To find the coefficient of \(x^2\) in the expansion of \((1 + x^2) \left( \frac{x}{2} - \frac{4}{x} \right)^6\), we first expand \(\left( \frac{x}{2} - \frac{4}{x} \right)^6\) using the binomial theorem.

The general term in the expansion is given by:

\(\binom{6}{k} \left( \frac{x}{2} \right)^{6-k} \left( -\frac{4}{x} \right)^k\)

Simplifying, we have:

\(\binom{6}{k} \left( \frac{x^{6-k}}{2^{6-k}} \right) \left( \frac{(-4)^k}{x^k} \right) = \binom{6}{k} \frac{(-4)^k}{2^{6-k}} x^{6-2k}\)

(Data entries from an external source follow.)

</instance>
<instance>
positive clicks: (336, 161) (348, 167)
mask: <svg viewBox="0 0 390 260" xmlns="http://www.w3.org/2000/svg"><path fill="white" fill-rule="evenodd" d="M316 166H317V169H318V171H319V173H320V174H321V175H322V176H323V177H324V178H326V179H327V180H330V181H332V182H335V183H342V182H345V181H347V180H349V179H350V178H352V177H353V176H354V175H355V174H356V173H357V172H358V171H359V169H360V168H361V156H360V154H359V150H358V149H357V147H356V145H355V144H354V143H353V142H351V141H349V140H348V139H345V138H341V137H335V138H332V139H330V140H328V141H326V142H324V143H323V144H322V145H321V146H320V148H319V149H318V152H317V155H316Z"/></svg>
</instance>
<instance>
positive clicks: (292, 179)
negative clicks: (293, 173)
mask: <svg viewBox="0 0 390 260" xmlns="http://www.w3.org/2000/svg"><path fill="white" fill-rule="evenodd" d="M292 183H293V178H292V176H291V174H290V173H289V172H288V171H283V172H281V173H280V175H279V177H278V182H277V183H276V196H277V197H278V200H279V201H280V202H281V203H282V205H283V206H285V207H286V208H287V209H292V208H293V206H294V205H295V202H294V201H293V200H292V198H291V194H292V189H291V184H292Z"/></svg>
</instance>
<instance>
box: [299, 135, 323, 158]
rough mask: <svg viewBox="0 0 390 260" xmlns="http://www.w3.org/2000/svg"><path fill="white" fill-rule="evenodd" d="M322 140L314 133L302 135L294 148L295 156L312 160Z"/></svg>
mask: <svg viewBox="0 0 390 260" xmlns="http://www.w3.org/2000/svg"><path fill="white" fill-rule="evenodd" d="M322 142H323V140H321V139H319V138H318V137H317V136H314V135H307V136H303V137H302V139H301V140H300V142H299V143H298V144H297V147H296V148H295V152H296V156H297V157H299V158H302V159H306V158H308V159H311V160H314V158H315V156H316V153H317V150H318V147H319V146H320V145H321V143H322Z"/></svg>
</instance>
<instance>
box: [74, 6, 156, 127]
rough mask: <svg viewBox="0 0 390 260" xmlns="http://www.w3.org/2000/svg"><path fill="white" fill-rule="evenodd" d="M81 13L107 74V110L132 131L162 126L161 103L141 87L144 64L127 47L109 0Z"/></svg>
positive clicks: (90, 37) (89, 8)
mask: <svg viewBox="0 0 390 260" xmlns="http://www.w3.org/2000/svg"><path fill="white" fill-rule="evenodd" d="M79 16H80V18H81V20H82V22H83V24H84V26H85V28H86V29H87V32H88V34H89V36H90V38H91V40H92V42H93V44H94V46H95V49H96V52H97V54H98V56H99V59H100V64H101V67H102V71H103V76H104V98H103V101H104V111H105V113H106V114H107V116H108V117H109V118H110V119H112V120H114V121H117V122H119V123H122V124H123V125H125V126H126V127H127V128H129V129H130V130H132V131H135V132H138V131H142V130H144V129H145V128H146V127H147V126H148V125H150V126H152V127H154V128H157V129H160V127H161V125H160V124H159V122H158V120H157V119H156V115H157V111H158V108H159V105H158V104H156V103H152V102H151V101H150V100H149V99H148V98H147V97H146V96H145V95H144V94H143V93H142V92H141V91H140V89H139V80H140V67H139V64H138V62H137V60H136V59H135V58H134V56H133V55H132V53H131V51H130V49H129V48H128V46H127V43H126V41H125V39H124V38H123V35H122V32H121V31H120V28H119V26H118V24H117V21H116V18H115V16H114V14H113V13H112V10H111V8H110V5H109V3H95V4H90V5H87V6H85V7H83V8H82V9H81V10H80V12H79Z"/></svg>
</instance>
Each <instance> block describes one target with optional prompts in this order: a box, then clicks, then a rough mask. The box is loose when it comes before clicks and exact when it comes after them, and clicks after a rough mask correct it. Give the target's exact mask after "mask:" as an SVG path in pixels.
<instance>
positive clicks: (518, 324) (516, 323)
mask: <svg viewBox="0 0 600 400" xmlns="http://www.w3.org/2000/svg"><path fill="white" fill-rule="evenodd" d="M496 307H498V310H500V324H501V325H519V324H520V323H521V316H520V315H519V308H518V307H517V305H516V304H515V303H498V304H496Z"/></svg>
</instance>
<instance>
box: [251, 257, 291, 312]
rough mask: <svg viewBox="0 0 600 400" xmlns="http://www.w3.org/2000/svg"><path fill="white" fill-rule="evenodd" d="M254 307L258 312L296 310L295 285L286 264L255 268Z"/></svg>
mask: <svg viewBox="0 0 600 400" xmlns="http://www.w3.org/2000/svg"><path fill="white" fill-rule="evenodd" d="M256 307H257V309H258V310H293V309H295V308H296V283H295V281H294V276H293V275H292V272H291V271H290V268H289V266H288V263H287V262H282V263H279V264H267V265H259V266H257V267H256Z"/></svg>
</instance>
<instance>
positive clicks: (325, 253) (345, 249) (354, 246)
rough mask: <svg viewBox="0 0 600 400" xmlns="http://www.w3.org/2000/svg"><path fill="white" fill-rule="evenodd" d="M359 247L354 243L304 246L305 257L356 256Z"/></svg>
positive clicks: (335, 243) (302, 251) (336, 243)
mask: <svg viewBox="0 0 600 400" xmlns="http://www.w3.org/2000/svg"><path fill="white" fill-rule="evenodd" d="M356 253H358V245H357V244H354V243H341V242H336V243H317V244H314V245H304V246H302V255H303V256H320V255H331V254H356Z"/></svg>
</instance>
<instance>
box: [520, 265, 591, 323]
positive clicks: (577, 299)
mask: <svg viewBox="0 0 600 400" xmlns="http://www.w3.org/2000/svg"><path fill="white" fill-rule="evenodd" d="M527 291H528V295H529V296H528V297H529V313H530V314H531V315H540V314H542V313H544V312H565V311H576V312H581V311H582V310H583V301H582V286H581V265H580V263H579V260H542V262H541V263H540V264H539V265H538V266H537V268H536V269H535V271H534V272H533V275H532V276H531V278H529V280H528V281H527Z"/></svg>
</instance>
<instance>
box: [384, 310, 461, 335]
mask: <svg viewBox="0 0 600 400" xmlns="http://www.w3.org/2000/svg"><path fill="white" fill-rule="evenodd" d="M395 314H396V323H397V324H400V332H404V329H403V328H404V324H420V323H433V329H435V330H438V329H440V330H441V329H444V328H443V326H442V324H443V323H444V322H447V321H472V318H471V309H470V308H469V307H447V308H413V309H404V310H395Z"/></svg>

We need the term where the power of \(x\) is zero (constant term) and the term where the power of \(x\) is 2.

For the constant term \(x^0\):

\(6 - 2k = 0 \Rightarrow k = 3\)

Substitute \(k = 3\):

\(\binom{6}{3} \frac{(-4)^3}{2^3} = 20 \times \frac{-64}{8} = -160\)

For the term in \(x^2\):

\(6 - 2k = 2 \Rightarrow k = 2\)

Substitute \(k = 2\):

\(\binom{6}{2} \frac{(-4)^2}{2^4} = 15 \times \frac{16}{16} = 15\)

Now consider the expansion of \((1 + x^2)\):

\(1 + x^2\)

The coefficient of \(x^2\) in the product is:

\(1 \times 15 + x^2 \times (-160) = 15 - 160 = -145\)

Thus, the coefficient of \(x^2\) is \(-145\).